Importantly, the Cabinet Office confirmed that authorities will not be firmly bound to the statements and specifications made in Pipeline Notices. Instead these will be understood as indications of the authorities’ intentions based on information available at the time of publication.

3. Assessment Summaries:

The Cabinet Office has changed some of the key information that contracting authorities will provide to unsuccessful bidders. The consultation draft of the Regulations stated that contracting authorities would need to tell bidders why they did not receive a higher score for each award criterion and sub-criterion. Submitters complained that this required an extra step for contracting authorities. The Cabinet Office confirmed that this was not the intention and have redrafted the relevant provision: regulation 31(2)(e). This now states that the assessment summary must state the score the bidder achieved for each award criterion and “an explanation for that score by reference to relevant information in the tender”. Guidance will now state that it is best practice to set out why the bid did not receive a higher score.

4. Contract Award Notices

The Cabinet Office has introduced separate forms of contract award notice for private utilities, which require them to publish much less information than is contained in the contract award notice applying to other contracting authorities.

5. Contract Change Notices

The Cabinet Office accepted that practical difficulties could arise from the requirement to publish contract change notices. These difficulties relate to the volume of notices required where contracts are subject to a high volume of change notes and the requirement to publish the notice before implementing the change. The Cabinet Office said it would address those points in guidance, confirming that contracting authorities will need to publish contract change notices for the majority of contract modifications. This will create a significant change and additional burden to contracting authorities in order to bring what the Cabinet Office calls “much-needed transparency to what happens during the life of a public contract”.

 

Conclusions

The Regulations provide a significant piece of the jigsaw puzzle of how the Act will operate in practice. We still await final decisions on the transition between the existing regime and the approach introduced by the Act. However, we do know that the Cabinet Office has decided on a clean break between the two. Procurements started under the existing regime will continue under those rules while the Act will apply only to procurements that start once it is brought into force.

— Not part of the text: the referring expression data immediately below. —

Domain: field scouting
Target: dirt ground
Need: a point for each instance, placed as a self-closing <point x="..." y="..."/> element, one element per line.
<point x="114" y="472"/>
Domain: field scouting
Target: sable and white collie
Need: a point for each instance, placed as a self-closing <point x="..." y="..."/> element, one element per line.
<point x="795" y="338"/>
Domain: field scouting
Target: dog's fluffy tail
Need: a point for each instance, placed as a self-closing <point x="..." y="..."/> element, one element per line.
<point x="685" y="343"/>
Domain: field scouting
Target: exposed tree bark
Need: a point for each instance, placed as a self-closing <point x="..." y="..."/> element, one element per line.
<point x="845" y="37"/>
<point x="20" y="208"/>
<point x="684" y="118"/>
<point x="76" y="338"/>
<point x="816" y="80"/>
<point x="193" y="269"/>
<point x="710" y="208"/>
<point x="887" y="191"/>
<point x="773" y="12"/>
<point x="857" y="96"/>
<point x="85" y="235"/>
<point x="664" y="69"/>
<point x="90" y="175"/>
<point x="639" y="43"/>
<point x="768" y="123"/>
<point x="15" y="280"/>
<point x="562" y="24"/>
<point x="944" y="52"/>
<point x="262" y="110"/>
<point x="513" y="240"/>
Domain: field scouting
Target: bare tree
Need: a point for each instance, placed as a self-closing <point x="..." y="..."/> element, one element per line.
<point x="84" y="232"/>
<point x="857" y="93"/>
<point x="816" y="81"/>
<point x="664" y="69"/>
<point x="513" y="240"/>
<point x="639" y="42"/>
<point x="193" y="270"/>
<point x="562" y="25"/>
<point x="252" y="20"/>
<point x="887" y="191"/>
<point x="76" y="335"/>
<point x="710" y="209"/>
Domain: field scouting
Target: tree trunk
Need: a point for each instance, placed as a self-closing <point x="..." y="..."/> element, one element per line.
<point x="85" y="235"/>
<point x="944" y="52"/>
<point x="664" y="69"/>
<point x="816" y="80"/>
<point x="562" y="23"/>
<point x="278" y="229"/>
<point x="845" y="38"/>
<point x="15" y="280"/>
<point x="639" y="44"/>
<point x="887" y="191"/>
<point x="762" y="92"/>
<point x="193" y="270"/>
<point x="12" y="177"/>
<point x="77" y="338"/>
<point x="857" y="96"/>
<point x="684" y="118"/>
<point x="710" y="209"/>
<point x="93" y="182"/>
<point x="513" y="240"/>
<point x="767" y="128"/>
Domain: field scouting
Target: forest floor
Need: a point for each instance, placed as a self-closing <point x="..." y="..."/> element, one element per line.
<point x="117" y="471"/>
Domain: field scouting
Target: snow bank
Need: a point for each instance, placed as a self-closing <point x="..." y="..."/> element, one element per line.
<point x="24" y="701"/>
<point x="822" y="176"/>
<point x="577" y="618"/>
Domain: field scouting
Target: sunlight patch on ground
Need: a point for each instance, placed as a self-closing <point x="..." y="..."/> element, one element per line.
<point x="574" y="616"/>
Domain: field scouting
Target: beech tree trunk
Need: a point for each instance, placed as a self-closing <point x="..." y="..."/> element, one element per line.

Time will be tight to bring the Act into force by the proposed October date. The Cabinet Office has confirmed this is still its intent and regarded the 6 months’ notice it had previously promised as being met by the publication of the Regulations. Some of the future regulations, most significantly the commencement regulations, require some form of Parliamentary approval. In the case of a general election in October or November, there will be limited sitting days after Parliament returns from the summer recess before it must be dissolved. This may make it difficult to find Parliamentary time.